Everything about this is gaudy and absurd; it seems to lack any sense of irony. It’s awesome; it’s pure; I love it. It’s the most American thing I’ve ever seen.
It’s Pioneer Day. I’m in Salt Lake City for Outdoor Retailer, which could be characterized as a convening of businesses that profit from public land. Either because of or despite this, depending on how you look at it, the trade show is leaving Utah in protest over the administration’s threats to the state’s newest national monuments, which contain indigenous religious sites, rock climbing, and uranium.
Not so far away is another convention, a pow-wow in a screened-off section of Liberty Park. Before this was public land it belonged to Brigham Young, who presumably took it from the Shoshone or the Ute. Now legally it’s mine as much as either his or theirs. There’s an argument to be made that this is more democratic. There’s an argument to be made it is unjust.
Those are the facts at hand but from all of them, and the flash and whirl of the fancy dancers, and the rise and fall of the elders’ chant, I’m unable to make any sense. There’s only a fog in my head and stomach, abstractions and static—ownership and inheritance and freedom and loss. It’s all significance and no relevance. It’s pulsing with the drums.
Laugh all you like, but until this moment it’s possible I didn’t fully grasp what other people mean when they refer to feeling. I’m not saying, exactly, that I understand an emotion only as the the animal chaos that precedes a thought. But when you live in language you have to wonder what it is, this antecedent. More honest? Less true?
I’ve only just reached the ridgeline when the storm breaks, in long, steady rolls of thunder I can feel in my ribs. A group of guys who passed me on the climb reappears going the opposite direction. “Time to go!” one shouts.
In all my outdoor pursuits I am accompanied by a continuous film reel of unwelcome scenarios. I’m going to get injured or lost; I’m going to run out of food, water, fuel, or daylight; I will encounter a mountain lion or a swarm of bees or a serial killer; I’ll break a shoelace, trespass on a pot farm, die slowly of appendicitis.

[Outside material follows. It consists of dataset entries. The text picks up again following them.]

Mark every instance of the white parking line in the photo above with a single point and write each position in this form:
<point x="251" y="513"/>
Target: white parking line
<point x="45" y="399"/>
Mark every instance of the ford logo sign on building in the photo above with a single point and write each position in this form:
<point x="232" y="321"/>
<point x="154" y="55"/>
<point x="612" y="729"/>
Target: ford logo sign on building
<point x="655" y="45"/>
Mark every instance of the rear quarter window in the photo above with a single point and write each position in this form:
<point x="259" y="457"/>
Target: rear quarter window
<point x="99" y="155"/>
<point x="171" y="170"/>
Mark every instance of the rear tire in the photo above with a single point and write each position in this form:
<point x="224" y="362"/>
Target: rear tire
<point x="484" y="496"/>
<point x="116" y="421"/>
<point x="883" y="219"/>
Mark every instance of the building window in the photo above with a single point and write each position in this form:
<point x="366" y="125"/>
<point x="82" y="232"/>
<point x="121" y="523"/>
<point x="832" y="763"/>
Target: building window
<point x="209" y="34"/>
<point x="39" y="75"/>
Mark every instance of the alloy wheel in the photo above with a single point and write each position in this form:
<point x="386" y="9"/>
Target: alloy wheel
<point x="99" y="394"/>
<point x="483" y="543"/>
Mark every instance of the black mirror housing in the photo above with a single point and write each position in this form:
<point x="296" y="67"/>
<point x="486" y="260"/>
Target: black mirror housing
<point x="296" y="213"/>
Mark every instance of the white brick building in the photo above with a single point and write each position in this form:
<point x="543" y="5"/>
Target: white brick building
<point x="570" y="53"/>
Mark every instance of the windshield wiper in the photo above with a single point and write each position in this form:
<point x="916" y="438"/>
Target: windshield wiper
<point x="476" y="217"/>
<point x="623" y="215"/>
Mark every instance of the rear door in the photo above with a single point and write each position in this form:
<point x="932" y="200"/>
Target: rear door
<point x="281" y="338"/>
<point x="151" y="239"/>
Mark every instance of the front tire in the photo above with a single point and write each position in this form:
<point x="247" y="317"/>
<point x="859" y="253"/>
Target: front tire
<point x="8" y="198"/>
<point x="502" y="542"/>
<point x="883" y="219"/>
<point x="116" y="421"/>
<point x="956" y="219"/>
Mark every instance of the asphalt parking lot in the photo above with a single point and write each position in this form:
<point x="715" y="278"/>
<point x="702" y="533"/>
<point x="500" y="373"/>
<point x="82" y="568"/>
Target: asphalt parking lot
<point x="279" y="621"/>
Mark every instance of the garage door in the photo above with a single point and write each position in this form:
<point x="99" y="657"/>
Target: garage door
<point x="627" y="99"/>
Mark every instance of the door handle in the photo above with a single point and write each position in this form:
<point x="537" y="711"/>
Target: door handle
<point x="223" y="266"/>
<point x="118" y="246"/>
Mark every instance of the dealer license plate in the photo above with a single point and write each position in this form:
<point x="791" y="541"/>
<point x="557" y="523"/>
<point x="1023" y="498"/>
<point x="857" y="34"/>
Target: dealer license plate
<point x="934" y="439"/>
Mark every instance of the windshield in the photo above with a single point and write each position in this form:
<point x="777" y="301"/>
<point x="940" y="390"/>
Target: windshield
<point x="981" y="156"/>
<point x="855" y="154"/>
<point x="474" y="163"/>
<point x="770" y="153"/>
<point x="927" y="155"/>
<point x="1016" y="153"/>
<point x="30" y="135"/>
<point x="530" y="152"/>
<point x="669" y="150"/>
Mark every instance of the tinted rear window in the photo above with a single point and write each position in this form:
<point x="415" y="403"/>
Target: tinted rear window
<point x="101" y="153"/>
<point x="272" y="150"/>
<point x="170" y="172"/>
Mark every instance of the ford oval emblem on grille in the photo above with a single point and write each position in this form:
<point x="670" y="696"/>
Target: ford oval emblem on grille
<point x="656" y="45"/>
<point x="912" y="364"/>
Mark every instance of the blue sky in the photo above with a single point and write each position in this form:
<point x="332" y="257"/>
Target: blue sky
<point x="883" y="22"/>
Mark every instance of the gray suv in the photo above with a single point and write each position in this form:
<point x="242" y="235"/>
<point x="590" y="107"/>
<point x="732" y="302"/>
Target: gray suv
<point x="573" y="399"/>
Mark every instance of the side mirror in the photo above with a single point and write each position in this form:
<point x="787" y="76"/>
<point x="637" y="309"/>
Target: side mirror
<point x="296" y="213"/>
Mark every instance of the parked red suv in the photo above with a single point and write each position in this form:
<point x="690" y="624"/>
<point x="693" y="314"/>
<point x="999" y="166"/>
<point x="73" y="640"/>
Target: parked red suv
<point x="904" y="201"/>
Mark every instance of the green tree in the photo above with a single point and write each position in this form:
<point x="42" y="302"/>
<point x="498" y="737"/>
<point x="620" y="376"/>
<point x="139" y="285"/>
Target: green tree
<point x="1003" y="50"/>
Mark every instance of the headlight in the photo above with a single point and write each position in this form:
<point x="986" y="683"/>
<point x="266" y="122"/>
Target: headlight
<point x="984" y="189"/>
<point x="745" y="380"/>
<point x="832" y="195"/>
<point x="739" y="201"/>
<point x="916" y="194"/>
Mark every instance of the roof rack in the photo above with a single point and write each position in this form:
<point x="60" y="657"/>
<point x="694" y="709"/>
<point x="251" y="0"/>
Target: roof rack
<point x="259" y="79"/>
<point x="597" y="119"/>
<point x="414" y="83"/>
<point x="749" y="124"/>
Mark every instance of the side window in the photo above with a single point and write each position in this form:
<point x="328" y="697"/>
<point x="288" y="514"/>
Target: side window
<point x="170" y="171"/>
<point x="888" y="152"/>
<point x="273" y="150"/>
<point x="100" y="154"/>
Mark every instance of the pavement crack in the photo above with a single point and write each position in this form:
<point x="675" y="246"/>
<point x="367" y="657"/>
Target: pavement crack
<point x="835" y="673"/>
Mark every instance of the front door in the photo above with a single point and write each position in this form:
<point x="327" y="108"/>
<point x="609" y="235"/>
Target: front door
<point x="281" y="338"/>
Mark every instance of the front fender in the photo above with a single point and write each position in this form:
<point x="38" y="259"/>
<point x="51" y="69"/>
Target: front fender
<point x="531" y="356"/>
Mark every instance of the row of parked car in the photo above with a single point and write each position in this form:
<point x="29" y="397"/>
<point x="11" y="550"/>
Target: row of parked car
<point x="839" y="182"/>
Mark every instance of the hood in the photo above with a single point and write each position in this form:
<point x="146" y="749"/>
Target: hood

There is literally one hazard I worry about less that other people, for some reason, and it’s lightning. This has always been the case, and sure enough as the steel-cast sky flares bright again I feel nothing but a mild interest in seeing more.
“Are you coming down?” The last rider has stopped and is looking over his shoulder at me.
“I’m going to wait for it to—”
“No way. Listen, I’m a professional guide and I’m telling you to —”
“Get off the mountain!”
” I think I’ll just—”
“Let’s go! You’re coming with us!”
I’m impressed by his intensity so I follow him. The fine dust of ten minutes ago has liquified to treacherous grease in the downpour. I’m going to eat shit on those tree roots, I think, and I do.
I’m lost and pushing my bike up what the rest of the year is probably a double-black ski run. The first people I see to ask directions are a pair of retirees hiking hand in hand. In addition to their respective favorite routes back to town (he likes wildflowers, she goes for views) they have a variety of other advice for me, some items less actionable than others. Buy property, they tell me, retire early. Hike with trekking poles. Marry your best friend. Dance in the rain.